To compare, your wifi router does a max of 4000mW transmission, which is 4W

3 comments

4watt routers ??? Where

The most I found was 1 watt which is allowed by the FCC

Where are you getting that information from ? My outdoor Wifi CPE has maximum Tx Power of 23dBm which is about 200mW, which gives me signal strenght of -65dBm and my internet tower is approx 6Km far.

I think you have typo on the decimal points on the watts.

I based it on this table: https://w.wol.ph/2015/08/28/maximum-wifi-transmission-power-...

2.4 ghz tends to be 200mW, and 5ghz max tends to be 4000mW. I wanted to be as pessimistic as possible to still make my point.

Although with stuff like 4x4 MU-MIMO routers or dual network routers with one for 2.4ghz and for 5ghz, you could say it's 4 radios at once = 16W max. Radiation per inch of 4x4W power sources is different than one 16W source, so it's not 1:1.

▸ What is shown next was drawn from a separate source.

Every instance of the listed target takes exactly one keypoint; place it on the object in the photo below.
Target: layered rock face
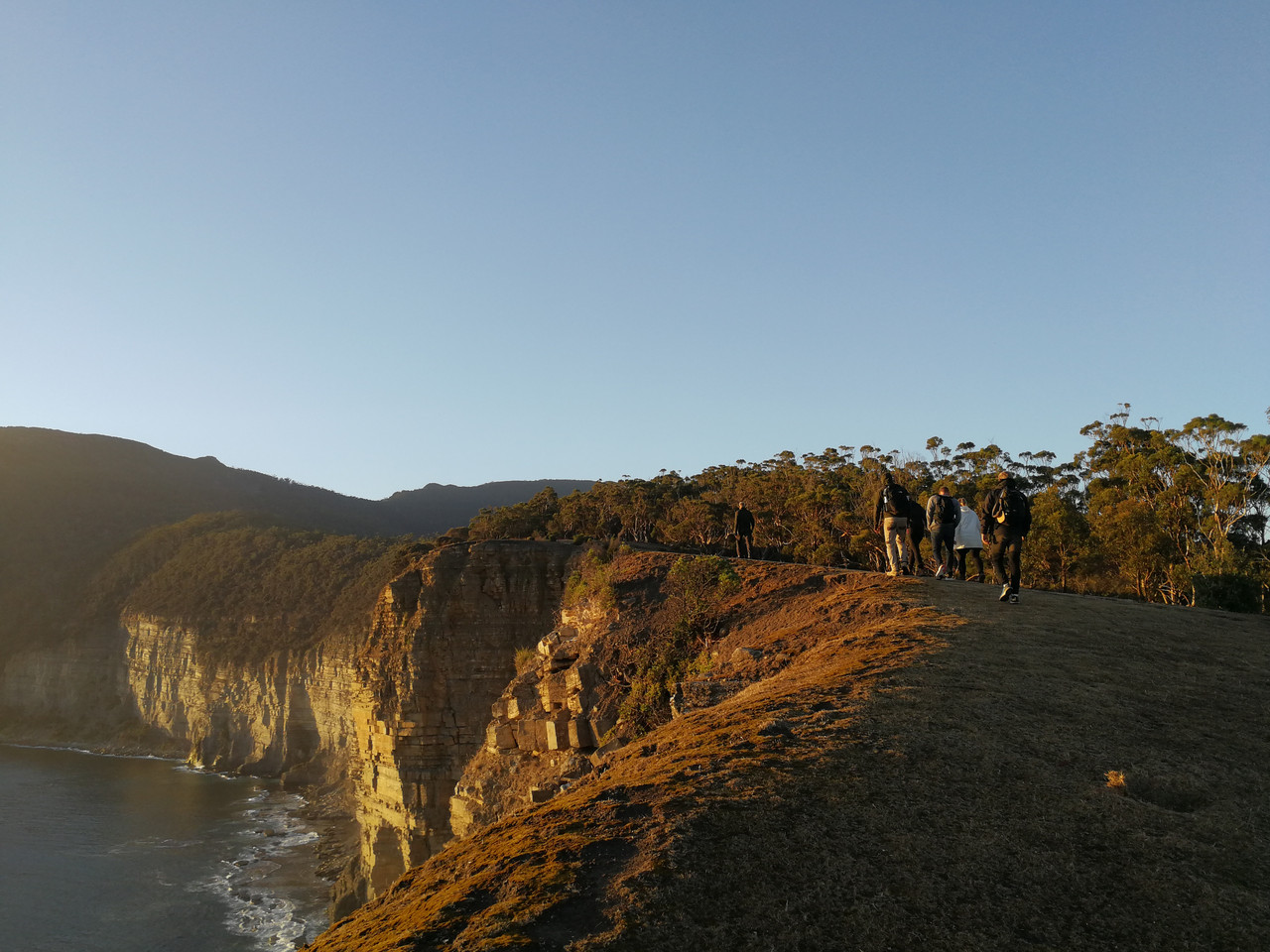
(395, 712)
(441, 651)
(547, 729)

The 50/60hz wiring radiation is a mild annoyance compared to 2.4 and 5Ghz wifi (I prefer 5Ghz because it seems to transfer less heat to my tissues); I sporadically use 4G on my phone so I don't need a permanent wifi installation in my room. Contrarily, I've found that staring into the sun, early in the morning for seconds up to a few minutes, is quite pleasant.

If 5G is much worse than 4G I'm literally getting lead-lined underwear. It's already a bother to keep my phone sufficiently far from my brain and balls while typing this comment.

Then again, my sensitivity is way too high. I can also feel whether my microwave is turned on through the wall!

> I prefer 5Ghz because it seems to transfer less heat to my tissues

A single 60W incandescent bulb (which has about 10% efficiency for its lighting) transfers more heat to your tissues than a stack of 10 home routers.

That's a wide-band transmission with a regular 50hz signal, instead of a narrow-band 2.4/5Ghz modulated by chaotic 10/100/1000Mhz (Mb/s) data.

Like the difference between a lightbulb and a tissue-penetrating laser strobe.

No it isn’t. The antenna is basically just a flashing light bulb for 5 GHz. 5 GHz transfers way less energy into your body than visible or infrared light because it’s not absorbed as readily and each photon has less energy. It’s like the difference between a blue lightbulb and a red lightbulb.
Then again, my sensitivity is way too high. I can also feel whether my microwave is turned on through the wall!

Your microwave is a Faraday cage, it's not supposed to let microwaves leak out -> https://www.amazon.com/Microwave-Leak-Detector/s?k=Microwave... something like this might tell you if it's damaged.

A double blind test where you are deafened so you can't hear it, and don't know when it's on/off, would be interesting.

>Contrarily, I've found that staring into the sun, early in the morning for seconds up to a few minutes, is quite pleasant.

Interesting... What've been your findings?

It's good for my mood and concentration, and it supports my sleep rhythm. I shouldn't focus on seeing into the sun itself, though I have seen it look 3D now, super cool! That hurt my eyes for a day or so, they felt mildly bruised. It wasn't so bad, as I've hurt my eyes quite a lot before, playing around with a green laser with diffractor. That felt like "100+ small cuts in my retina" that lasted for over a week.

It works best to aim for an "HDR" effect (as a baseline, or when it's at all uncomfortable), so look around the sun and only for a small part of the time directly into the sun, aiming to make the sun more defined (vs. "overexposed white area").

For safe fun, use a candle instead. A real burning one, LEDs are Not Nice for staring at.